Ubiquitin-specific peptidase 39 (USP39) is one member of the cysteine proteases of the USP family, which represents the largest group of DeUbiquitinases with more than 50 members in humans. The roles of USP39 in human cancer have been widely investigated. However, the roles of USP39 in human leukemia and the underlying mechanism remain unknown. Here we reported the function of USP39 in human leukemia. We observed that the expression of USP39 was up-regulated in human leukemia cells and the high expression of USP39 was correlated with poor survival of the patients with leukemia. Lentivirus-mediated knockdown of USP39 repressed the proliferation and colony formation of human leukemia cell lines HL-60 and Jurkat cells. Mechanism study showed that USP39 knockdown induced the arrest of cell cycle and apoptosis of leukemia cells.
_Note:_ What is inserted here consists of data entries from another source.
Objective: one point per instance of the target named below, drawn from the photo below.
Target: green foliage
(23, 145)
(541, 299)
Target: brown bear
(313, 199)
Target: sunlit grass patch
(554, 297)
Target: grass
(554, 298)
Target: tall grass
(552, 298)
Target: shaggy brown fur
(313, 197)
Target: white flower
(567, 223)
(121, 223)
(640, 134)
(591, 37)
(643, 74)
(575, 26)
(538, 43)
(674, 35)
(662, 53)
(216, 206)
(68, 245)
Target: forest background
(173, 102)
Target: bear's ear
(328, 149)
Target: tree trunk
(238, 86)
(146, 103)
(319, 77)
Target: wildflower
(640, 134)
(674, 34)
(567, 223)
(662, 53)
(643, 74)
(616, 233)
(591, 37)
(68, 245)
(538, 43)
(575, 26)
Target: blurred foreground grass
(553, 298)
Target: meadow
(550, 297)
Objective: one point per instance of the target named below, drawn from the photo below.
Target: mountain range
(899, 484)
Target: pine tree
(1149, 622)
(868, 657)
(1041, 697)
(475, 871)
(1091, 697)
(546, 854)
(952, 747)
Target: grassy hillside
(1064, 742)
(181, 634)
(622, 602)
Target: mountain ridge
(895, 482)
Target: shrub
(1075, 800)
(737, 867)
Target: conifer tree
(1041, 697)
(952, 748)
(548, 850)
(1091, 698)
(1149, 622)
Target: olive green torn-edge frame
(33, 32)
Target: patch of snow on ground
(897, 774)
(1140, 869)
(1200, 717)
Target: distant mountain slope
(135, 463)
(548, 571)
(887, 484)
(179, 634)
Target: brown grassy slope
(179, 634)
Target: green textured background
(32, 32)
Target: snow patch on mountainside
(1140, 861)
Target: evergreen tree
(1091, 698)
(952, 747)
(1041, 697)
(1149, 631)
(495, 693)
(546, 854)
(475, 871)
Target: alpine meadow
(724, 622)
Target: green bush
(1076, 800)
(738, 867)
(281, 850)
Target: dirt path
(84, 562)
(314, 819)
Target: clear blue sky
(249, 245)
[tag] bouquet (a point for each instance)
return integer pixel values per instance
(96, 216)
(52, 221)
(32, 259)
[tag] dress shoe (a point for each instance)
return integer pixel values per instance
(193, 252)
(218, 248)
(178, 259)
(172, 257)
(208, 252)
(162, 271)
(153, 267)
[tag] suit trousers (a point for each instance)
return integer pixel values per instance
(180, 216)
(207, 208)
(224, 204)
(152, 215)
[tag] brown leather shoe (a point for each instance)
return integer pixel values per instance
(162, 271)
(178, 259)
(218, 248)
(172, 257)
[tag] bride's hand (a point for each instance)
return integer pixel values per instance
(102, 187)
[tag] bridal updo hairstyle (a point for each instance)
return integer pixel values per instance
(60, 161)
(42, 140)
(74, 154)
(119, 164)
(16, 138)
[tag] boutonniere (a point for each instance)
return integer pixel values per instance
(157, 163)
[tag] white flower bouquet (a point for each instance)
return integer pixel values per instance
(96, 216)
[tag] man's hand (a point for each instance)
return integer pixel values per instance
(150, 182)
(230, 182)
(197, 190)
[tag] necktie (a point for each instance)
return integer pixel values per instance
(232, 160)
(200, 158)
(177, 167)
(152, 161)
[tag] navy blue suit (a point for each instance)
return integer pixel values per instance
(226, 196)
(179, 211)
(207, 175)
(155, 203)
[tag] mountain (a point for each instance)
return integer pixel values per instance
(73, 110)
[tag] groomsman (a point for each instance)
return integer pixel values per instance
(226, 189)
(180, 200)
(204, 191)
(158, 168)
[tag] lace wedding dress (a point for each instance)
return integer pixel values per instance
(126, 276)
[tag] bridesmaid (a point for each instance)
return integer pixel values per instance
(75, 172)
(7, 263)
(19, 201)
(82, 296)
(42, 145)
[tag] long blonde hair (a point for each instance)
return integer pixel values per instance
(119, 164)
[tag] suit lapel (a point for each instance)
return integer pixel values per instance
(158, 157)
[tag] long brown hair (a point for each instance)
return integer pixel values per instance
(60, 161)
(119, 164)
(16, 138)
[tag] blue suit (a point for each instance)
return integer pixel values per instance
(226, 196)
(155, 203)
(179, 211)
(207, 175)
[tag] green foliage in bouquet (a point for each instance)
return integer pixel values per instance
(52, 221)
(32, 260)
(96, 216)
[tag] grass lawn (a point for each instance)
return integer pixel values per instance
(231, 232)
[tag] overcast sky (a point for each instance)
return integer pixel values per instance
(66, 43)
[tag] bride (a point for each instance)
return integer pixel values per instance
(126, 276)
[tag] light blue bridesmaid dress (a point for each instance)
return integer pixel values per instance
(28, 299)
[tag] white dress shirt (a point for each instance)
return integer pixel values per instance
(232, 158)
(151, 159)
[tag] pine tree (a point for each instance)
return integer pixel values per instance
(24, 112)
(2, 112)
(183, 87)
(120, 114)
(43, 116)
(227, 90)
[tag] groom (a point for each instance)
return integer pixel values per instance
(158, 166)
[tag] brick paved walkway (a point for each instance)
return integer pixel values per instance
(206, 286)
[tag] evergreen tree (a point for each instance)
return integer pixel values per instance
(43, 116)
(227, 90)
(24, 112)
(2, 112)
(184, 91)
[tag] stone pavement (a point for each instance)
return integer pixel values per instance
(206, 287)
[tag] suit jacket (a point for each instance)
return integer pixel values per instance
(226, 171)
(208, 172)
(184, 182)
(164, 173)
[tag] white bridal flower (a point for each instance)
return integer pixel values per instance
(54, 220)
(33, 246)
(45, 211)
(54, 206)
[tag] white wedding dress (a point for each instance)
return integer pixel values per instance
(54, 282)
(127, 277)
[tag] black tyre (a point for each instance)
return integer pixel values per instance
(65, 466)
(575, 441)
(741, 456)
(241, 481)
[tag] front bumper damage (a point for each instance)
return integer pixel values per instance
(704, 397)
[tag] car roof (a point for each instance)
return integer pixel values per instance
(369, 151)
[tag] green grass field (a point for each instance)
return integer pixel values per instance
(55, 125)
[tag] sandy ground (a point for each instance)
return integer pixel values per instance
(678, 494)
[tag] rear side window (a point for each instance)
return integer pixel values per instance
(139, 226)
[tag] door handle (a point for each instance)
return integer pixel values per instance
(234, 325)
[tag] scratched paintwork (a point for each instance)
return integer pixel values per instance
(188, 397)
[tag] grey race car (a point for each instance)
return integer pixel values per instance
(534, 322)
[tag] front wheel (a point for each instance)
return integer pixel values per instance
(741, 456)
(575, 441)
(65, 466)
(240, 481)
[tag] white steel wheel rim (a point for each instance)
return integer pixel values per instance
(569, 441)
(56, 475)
In addition, our microarray and bioinformatic analysis demonstrated that USP39 regulated diverse cellular signaling pathways that were involved in tumor biology, and several pivotal genes (IRF1, Caspase 8, and SP1) have been validated by quantitative real-time polymerase chain reaction. Knockdown or IRF1 partially restored the proliferation rate of leukemia cells with USP39 knockdown. Taken together, our findings implicate that USP39 promotes the development of human leukemia by regulating cell cycle, survival, and proliferation of the cells.